校長ブログ

算数と数学の違い…今日の授業は算数?数学?~3年生 ▢を使った式~

 突然ですが「算数」と「数学」はどう違うのでしょうか?「小学校の時は算数と呼んで、中学校に行くと数学と呼ぶ…」それだけのものでしょうか。実は「算数」と「数学」には明確な違いがあります。

「算数」という言葉を調べると、「数をかぞえること。計算すること。また、その結果得られた数。」と出てきます。算数とは、簡単に言うと「計算をして答えを出す」教科です。身のまわりにある具体的な数や形についての、計算の仕方や扱い方を学びます。勉強する内容は、たし算・ひき算・かけ算・わり算といった基本的な計算方法、買い物のお金の計算、速さや距離の計算、図形の面積など。どれも、いつもの生活で扱う数ばかりです。

身近な数を正しく計算して正しい答えを出す。これが算数の考え方です。

 一方、「数学」という言葉の意味は、「数量および空間図形の性質について研究する学問。算術・代数学・幾何学・解析学・微分学・積分学などの総称。」です。算数と比べると何やら難しいことが書いてありますが、大切なのは「学問」という単語。 そう、数学は、「なぜそうなるのかを追求する」学問なのです。 答えを出すことより、答えを出すためのプロセスに注目しています。数学では、マイナスの数や文字式など、実際には触れることができない抽象的な数も扱います。具体的なひとつひとつのケースではなく、広く一般的なしくみを表現する方法を学びます。 「なぜそうなるのか」を、数字や記号を使って論理的・一般的に考え、表現する。これが数学の考え方です。

 さて、今日の3年生の算数の授業ですが、学習のめあては「▢を使って式に表そう」です。提示された問題は、「けんさんは、カードを何枚か持っています。弟に18枚あげました。残りは24枚になりました。」、

「同じ数ずつ8人で鶴を折ったら、全部で32羽になりました。」

 この問題が「けんさんは、はじめ何枚カードを持っていましたか。」とか「一人何枚ずつ鶴を折ったのでしょう。」となっていたら、子どもたちは、「24+18=42 答え42枚」、「32÷8=4 答え4羽」と答えないといけません。まさしく「算数」の問題です。

 ところが今日の学習のめあては「□を使って式に表そう」です。問題の意味や構造をしっかり見据えて、式化していくのが課題です。分かっている数(既知数)と分からない数(未知数)を見極めて、文章の意味からそれらをどういう「符号(+-×÷=)」でつないで式にするか、またそれぞれの数の関係性をどう図(数直線、テープ図)で表すかを考える学習です。
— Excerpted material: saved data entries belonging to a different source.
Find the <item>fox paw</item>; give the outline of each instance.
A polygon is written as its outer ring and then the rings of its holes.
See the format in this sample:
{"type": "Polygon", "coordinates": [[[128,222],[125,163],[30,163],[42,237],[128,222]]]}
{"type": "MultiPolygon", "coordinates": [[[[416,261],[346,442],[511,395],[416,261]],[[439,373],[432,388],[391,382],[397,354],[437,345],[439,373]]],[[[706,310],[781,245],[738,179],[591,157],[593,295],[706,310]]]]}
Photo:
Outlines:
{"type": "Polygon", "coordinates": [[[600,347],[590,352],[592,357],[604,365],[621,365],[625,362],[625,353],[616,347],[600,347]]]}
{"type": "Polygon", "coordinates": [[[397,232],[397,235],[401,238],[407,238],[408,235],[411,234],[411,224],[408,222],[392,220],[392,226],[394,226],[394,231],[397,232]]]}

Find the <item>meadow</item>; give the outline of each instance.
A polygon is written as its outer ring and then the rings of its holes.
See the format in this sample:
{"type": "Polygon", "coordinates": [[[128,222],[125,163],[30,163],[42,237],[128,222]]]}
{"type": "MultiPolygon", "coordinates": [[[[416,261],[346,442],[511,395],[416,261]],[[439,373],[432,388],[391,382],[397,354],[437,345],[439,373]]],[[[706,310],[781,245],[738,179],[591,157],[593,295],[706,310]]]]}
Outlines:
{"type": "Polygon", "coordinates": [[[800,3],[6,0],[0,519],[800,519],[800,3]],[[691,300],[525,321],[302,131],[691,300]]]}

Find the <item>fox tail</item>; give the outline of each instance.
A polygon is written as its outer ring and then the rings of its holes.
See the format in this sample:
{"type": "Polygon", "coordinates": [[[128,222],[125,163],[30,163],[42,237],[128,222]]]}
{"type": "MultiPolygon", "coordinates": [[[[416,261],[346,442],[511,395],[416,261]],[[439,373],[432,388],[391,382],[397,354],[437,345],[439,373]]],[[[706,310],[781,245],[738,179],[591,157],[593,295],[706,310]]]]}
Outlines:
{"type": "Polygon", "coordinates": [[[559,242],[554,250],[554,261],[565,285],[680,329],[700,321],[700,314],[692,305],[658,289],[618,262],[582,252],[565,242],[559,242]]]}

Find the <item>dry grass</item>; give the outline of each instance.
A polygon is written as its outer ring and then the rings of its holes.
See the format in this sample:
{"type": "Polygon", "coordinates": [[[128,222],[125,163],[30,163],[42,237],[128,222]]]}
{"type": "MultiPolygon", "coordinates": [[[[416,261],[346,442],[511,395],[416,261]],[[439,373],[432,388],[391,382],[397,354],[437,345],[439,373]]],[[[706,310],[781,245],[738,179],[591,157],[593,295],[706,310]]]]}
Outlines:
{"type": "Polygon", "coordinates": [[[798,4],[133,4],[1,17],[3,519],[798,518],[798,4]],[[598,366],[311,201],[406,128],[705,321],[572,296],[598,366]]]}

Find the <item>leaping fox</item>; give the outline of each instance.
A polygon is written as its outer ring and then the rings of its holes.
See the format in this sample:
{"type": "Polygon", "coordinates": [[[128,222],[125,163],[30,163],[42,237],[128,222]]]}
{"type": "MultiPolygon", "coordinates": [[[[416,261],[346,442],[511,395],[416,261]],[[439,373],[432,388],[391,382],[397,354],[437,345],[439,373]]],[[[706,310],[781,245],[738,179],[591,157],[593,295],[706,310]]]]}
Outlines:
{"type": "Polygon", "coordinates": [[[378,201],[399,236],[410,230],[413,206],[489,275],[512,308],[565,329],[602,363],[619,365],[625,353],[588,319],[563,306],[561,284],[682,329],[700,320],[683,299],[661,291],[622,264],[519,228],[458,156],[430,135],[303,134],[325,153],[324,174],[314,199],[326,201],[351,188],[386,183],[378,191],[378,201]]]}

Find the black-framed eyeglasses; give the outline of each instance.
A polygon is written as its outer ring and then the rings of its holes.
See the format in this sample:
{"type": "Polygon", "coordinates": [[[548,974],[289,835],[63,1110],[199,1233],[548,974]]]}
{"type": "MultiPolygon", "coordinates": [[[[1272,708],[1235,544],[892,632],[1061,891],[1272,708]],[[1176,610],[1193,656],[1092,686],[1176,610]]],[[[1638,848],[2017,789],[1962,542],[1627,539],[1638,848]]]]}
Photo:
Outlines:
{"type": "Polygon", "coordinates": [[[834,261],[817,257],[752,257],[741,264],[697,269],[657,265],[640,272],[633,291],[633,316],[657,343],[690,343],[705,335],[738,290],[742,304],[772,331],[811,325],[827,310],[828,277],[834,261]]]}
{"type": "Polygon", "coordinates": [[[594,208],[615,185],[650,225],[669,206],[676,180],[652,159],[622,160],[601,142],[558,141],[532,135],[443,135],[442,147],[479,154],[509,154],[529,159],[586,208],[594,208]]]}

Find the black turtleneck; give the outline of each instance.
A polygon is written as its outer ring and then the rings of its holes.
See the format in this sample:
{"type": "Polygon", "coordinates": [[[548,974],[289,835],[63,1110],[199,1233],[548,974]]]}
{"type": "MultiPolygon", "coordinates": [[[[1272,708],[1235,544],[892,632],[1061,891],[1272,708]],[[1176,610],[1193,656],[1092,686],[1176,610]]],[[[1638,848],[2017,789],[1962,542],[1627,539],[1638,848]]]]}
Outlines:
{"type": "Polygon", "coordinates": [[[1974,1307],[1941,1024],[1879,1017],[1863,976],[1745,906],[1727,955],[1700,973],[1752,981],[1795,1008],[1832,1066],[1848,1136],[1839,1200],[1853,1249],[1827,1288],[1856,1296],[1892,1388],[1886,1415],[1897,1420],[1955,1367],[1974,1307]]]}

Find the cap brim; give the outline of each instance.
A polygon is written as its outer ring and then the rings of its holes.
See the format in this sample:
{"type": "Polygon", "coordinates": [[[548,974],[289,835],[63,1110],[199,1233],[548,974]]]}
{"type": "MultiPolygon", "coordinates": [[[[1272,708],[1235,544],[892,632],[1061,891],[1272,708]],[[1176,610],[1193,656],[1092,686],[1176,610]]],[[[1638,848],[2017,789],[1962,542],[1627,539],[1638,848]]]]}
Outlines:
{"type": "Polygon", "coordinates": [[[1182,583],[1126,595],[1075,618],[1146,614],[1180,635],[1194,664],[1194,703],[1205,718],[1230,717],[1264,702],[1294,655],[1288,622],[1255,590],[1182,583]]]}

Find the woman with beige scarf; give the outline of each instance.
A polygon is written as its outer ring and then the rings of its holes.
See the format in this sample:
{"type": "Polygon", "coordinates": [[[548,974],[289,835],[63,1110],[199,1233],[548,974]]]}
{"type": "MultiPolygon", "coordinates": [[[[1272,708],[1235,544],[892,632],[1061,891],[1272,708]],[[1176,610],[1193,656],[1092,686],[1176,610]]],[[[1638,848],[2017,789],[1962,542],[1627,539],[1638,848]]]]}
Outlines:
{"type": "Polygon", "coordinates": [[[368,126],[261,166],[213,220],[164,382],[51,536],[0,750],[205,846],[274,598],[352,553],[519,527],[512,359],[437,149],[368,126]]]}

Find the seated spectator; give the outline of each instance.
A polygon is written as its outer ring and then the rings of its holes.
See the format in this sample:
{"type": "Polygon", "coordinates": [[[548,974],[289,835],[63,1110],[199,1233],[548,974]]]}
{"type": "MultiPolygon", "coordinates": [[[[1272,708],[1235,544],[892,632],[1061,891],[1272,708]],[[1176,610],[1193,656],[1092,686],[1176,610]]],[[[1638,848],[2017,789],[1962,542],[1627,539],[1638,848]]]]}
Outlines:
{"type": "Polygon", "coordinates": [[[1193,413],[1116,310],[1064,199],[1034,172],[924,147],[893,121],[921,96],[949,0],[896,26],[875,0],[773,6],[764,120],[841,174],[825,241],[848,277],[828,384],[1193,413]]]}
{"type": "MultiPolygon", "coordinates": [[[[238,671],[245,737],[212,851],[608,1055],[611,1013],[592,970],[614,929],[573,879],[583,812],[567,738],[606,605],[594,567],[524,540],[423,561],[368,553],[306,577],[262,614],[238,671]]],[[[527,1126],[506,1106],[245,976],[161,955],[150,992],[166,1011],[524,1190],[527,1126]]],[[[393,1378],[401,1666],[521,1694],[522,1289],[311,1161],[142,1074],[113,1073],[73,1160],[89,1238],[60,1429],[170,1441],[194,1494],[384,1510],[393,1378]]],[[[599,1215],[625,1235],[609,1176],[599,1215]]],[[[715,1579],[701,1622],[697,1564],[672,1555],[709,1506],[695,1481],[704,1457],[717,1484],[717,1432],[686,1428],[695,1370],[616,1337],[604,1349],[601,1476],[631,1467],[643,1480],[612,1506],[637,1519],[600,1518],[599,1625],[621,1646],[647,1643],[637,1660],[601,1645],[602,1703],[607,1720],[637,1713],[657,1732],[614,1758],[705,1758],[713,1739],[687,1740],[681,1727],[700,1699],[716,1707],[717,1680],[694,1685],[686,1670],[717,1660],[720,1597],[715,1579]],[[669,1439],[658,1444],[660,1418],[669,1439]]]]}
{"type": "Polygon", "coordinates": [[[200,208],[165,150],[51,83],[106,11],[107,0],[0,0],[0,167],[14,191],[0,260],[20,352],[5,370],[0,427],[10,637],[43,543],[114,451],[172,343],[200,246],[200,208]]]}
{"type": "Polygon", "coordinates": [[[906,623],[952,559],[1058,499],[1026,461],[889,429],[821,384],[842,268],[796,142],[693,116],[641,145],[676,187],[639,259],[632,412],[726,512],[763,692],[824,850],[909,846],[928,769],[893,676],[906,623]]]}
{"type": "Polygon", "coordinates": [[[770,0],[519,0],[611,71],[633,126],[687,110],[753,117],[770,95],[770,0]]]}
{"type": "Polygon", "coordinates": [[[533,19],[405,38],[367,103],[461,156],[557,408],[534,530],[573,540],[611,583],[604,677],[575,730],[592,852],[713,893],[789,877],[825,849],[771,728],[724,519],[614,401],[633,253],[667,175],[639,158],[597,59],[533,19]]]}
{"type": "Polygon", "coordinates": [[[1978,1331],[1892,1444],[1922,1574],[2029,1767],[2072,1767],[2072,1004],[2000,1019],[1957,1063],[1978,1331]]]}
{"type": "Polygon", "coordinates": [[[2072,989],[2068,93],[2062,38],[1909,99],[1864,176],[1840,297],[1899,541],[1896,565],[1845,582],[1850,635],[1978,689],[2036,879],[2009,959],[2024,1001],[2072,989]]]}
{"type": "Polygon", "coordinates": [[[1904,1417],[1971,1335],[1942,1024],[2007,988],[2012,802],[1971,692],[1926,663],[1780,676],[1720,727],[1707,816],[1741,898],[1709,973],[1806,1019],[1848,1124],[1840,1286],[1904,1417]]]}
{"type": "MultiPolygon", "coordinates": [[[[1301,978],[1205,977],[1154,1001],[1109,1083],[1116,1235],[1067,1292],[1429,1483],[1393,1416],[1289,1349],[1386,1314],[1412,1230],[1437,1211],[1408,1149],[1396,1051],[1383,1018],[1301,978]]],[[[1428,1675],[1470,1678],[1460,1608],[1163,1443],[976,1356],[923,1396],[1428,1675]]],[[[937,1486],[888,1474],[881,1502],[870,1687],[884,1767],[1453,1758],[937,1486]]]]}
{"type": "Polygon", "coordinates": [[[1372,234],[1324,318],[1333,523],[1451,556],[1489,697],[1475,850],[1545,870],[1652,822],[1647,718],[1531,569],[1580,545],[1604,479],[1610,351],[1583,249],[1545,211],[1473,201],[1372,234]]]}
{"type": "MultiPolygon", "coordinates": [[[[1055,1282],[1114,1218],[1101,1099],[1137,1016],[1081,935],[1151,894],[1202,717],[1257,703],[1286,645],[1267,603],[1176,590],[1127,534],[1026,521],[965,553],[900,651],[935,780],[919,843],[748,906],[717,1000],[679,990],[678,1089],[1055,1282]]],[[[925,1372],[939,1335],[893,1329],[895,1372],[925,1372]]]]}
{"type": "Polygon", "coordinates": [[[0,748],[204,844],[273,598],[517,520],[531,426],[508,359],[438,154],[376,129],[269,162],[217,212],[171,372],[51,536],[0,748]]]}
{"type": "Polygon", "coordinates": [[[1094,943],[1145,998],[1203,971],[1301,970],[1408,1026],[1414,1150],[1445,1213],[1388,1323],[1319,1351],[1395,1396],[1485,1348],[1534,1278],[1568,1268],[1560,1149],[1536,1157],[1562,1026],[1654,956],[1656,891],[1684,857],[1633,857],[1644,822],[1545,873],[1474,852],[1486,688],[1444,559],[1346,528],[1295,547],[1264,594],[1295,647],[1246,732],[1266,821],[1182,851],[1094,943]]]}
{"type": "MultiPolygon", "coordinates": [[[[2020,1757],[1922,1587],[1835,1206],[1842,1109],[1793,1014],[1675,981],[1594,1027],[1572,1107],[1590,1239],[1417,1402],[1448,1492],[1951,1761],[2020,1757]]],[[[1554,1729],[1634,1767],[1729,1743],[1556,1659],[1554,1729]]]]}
「▢(はじめの数)-18(あげた数)=24(残りの数)」、「▢(一人分の数)×8(人数)=32(全部の数)」と立式できることがゴールです。この式ができると「▢を求めるためには、▢=24+18=42」「▢=32÷8=4」というふうにはっきり見えてきます。

この学習はもはや「正しく計算して正しい答えを出す=算数」ではなく、「なぜそうなるのかを、数字や記号を使って論理的・一般的に考え、表現する=数学」の学習になると考えられます。 

 3年生の「算数」であっても、このような「数学的な見方・考え方」を使った学習を積み上げていかないと、高学年の「割合」や「単位量」などの抽象的な概念の学習や中学校の「負の数」や「方程式」等にうまくつながっていかないことになります。だからこそ、「簡単に答えを出す」だけの「算数」ではなく、問題の意味や構造を、式や図で表し、問題の全体像を捉え、なぜそうなるのかを考えながら解決していくという「数学的思考」=「数学」を大切にした学習になるように、日々授業研究に努め、授業を行なっています。